Parallèlement, les bureaux d’assistance sociale au sein des tribunaux voient leurs missions renforcées, notamment pour l’accueil et l’accompagnement des victimes de violences, de traite des êtres humains et de mauvais traitements, en particulier les femmes et les enfants.

Protection accrue des mineurs et encadrement du rôle des associations

Les enfants bénéficient de garanties spécifiques. Toute interpellation d’un mineur pour vérification d’identité impose l’information immédiate du représentant légal, et aucune audition ne peut avoir lieu sans sa présence, assurant une protection maximale contre toute pression ou dérive procédurale.

L’action des associations en tant que parties civiles est désormais strictement encadrée. Seules celles reconnues d’utilité publique, existant depuis au moins quatre ans et autorisées par le ministère de la Justice peuvent intervenir. Dans les affaires de violences faites aux femmes, leur intervention est conditionnée à l’accord écrit préalable de la victime, affirmant son droit à disposer de sa parole et à préserver sa vie privée.

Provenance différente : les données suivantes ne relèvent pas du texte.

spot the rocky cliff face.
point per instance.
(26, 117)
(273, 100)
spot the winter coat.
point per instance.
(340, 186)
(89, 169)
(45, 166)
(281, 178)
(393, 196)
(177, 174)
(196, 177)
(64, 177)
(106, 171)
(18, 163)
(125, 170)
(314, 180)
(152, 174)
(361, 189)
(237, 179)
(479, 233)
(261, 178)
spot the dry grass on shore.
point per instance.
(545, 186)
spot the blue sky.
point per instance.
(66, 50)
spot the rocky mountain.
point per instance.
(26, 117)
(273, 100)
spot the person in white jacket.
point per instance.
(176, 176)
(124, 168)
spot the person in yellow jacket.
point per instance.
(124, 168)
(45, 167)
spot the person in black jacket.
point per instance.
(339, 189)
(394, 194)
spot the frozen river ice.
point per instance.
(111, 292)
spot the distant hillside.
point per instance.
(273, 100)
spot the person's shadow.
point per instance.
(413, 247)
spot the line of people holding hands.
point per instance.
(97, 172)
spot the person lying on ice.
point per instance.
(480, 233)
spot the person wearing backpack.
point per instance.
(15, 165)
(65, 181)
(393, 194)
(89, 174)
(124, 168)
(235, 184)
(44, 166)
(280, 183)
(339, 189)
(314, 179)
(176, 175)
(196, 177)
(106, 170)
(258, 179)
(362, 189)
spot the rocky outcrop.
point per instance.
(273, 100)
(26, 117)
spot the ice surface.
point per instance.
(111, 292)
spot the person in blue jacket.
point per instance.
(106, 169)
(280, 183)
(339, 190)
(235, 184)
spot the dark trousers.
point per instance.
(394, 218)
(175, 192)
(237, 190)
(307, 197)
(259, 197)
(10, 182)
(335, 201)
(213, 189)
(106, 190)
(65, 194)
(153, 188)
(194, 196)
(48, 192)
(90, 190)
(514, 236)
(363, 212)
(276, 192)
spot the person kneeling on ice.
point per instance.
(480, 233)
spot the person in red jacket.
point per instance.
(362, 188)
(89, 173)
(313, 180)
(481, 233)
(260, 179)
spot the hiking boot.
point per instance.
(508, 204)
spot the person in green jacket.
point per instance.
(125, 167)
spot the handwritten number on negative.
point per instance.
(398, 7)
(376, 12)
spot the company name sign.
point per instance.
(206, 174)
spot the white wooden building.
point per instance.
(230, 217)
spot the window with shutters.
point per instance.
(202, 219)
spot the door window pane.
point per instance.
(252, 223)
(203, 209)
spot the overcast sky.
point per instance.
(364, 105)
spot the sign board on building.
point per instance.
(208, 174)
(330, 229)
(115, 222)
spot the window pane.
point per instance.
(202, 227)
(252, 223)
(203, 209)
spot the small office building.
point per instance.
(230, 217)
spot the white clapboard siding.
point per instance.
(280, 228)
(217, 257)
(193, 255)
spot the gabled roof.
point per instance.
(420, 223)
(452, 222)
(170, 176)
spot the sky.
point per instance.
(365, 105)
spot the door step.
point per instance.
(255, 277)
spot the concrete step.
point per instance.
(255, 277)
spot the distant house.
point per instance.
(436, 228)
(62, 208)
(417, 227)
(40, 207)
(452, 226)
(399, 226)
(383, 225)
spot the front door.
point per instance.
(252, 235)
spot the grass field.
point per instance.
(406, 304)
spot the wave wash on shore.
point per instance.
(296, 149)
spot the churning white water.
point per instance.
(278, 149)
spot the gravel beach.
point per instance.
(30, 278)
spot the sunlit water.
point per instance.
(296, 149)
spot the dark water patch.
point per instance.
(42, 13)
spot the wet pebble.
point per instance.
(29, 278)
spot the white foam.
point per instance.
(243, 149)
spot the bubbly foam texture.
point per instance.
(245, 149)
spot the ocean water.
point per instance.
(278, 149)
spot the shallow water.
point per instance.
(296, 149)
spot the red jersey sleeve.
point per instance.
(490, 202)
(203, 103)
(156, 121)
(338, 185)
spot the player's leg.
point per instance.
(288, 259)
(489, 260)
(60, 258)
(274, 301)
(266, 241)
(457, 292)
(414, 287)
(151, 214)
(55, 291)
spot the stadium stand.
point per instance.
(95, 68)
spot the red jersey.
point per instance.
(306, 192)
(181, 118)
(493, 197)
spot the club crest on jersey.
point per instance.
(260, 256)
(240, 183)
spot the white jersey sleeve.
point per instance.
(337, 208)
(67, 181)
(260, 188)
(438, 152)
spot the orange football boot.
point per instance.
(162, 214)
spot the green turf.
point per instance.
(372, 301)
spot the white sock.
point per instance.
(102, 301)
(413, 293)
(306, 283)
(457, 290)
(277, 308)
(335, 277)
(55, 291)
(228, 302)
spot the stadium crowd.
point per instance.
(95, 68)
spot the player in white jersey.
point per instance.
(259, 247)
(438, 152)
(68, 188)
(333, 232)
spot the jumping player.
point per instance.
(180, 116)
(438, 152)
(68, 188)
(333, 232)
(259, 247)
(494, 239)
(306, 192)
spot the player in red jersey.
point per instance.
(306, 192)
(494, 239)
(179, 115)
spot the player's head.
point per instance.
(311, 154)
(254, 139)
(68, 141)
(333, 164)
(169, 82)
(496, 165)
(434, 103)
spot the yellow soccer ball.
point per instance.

Cybercriminalité, traçabilité et modernisation de la justice pénale

Face à l’essor de la cybercriminalité, la loi 03.23 dote les autorités judiciaires de moyens légaux modernisés, tout en renforçant la protection des enfants contre l’exploitation numérique et les contenus pédopornographiques. La traçabilité complète des audiences est désormais imposée, garantissant transparence, droit au recours et sécurité juridique.

Dans un souci d’efficacité, la réforme élargit également le recours au juge unique pour les affaires simples. Cette simplification permet d’accélérer le traitement des dossiers courants et de libérer les formations collégiales pour les affaires complexes, améliorant ainsi la qualité globale des décisions judiciaires.

Une justice pénale plus humaine face aux défis contemporains

Avec la loi n° 03.23, le Maroc engage une transformation profonde de sa justice pénale. En réaffirmant la présomption d’innocence, en renforçant les droits de la défense, en plaçant les victimes au cœur du dispositif et en adaptant l’arsenal juridique aux défis numériques, le législateur pose les fondations d’une justice plus humaine, plus efficace et plus respectueuse des libertés.

Cette réforme marque une étape structurante dans l’évolution de l’État de droit au Maroc, à l’heure où les attentes citoyennes en matière de justice, de transparence et de protection des droits n’ont jamais été aussi élevées.